Will New Law Protect Against Sexual Assault on Cruise Ships?
USA Today put that question to Scott Berkowitz, founder of RAINN (the Rape, Abuse & Incest National Network), which was among groups that lobbied for the changes. And Berkowitz tells the newspaper that yes, the new measure should at least lower risk of sexual assault on ships.
He says sexual assault is "the crime most often reported by Americans on cruises," and that victims include both passengers and crew.

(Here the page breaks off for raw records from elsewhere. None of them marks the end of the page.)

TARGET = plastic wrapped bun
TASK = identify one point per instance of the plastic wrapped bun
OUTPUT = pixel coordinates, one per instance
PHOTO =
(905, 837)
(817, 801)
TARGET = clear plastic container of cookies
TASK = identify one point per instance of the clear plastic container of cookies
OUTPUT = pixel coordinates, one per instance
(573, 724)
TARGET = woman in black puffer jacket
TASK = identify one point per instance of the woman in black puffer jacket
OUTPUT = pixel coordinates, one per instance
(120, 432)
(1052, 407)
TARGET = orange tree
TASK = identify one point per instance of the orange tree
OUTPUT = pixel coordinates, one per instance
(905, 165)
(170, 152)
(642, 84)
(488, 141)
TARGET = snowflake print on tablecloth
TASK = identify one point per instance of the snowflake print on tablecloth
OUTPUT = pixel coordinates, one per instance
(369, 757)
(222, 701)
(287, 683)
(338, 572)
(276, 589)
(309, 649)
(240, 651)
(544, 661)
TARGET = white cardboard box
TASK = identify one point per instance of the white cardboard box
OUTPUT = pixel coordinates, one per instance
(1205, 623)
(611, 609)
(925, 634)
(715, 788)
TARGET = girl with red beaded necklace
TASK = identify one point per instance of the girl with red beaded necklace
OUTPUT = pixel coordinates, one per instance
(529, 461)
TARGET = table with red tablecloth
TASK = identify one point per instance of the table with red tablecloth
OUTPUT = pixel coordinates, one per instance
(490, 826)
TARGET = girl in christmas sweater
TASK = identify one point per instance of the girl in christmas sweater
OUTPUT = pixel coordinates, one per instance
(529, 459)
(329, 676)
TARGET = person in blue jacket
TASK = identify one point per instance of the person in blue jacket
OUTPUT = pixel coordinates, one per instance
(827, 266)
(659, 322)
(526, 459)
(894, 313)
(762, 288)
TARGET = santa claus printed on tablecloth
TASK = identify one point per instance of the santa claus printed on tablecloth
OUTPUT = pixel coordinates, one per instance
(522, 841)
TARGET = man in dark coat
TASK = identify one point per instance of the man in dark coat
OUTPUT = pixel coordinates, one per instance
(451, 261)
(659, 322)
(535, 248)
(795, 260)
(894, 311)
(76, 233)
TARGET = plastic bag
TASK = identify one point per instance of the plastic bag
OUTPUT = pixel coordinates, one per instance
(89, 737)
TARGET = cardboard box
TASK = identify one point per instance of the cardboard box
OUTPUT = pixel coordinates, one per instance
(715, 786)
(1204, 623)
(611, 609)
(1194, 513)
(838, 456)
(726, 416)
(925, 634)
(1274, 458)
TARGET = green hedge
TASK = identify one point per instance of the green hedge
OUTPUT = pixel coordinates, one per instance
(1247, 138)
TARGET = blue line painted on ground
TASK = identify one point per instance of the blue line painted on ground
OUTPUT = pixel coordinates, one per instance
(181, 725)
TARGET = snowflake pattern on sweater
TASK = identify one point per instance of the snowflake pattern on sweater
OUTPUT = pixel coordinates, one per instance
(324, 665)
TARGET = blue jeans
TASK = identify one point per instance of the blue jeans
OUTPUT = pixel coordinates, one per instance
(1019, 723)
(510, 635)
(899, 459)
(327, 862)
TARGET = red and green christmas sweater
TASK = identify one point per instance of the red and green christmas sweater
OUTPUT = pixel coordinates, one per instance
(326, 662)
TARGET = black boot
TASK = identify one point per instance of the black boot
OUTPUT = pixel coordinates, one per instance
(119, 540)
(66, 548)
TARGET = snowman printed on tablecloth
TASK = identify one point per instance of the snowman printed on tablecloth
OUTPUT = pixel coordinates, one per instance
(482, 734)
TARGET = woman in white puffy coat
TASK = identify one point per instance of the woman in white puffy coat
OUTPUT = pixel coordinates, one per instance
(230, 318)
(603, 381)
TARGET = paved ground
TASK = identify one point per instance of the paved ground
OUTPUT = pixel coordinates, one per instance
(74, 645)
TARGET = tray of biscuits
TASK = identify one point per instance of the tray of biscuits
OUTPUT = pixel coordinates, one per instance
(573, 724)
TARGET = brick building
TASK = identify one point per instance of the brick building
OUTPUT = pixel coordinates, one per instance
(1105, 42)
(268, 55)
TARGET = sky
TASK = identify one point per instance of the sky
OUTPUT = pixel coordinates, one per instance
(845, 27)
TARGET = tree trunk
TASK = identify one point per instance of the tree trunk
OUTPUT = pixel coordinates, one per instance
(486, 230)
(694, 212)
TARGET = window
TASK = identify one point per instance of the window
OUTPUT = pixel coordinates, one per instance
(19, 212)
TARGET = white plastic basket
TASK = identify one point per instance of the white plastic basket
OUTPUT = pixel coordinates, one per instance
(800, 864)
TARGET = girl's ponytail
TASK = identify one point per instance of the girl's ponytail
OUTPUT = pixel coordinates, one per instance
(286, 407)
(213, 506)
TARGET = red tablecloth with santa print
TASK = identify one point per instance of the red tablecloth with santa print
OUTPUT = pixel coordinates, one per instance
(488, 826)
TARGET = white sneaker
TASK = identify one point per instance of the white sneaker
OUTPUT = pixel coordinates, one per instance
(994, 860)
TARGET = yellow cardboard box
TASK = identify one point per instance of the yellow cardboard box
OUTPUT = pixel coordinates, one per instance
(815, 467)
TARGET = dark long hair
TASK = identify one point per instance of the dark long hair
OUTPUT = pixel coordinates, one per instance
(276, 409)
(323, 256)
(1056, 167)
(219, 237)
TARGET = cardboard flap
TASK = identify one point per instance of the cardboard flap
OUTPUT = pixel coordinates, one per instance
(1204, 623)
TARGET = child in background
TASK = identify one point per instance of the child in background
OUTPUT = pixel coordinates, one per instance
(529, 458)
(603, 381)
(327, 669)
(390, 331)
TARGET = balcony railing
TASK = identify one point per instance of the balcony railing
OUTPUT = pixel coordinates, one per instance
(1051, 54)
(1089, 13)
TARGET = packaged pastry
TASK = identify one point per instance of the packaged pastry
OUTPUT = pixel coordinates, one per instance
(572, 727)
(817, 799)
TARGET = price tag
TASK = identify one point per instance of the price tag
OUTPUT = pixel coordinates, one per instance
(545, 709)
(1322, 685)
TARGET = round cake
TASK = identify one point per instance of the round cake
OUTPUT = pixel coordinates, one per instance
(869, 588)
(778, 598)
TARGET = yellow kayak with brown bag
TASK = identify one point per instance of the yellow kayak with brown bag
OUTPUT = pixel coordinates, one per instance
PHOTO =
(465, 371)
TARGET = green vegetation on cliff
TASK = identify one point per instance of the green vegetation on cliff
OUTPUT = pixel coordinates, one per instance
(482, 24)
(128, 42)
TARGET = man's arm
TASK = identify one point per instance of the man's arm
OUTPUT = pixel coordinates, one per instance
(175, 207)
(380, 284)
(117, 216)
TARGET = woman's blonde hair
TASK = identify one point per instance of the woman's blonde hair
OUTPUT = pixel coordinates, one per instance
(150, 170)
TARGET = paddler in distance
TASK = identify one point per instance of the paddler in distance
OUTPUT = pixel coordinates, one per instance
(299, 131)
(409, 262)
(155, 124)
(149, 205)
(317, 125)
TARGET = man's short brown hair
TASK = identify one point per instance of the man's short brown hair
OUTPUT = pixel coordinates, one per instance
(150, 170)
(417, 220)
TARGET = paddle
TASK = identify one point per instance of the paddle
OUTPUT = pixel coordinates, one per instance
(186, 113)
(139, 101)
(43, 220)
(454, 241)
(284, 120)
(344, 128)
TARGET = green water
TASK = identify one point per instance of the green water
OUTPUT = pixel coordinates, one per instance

While he says travelers are no more at risk on a ship than at a land-based resort, he adds that up to now those at resorts have had easier access to police and medical care.
The legislation, which is awaiting President Barack Obama's signature, enforces security measures (including peep-holes), provides shipboard medical care for victims of sexual assault including medication to avoid the transmission of sexual diseases, and makes sure medical staff knows how to collect forensic evidence, Berkowitz tells USA Today.
The law also requires cruise lines report crimes to the FBI. "So, for the first time, we'll have reliable data and, we hope, more cases can be prosecuted," he says.
In addition, the law provides specific help to victims of sexual assault. "Ships will have to give victims 'free and immediate access' to the National Sexual Assault Hotline (800-656-HOPE) and Online Hotline (online.rainn.org), which are the primary resources in this country for victims of sexual assault," Berkowitz says.
He adds that these "common-sense safety features will help prevent crimes" but that a single piece of legislation "isn't going to abolish rape, on cruise ships or on land." He advises travelers to stay on guard, even on vacation.
Berkowitz tells the paper among issues he would like to see addressed in the future is legal jurisdiction for when ships are in another country or international waters.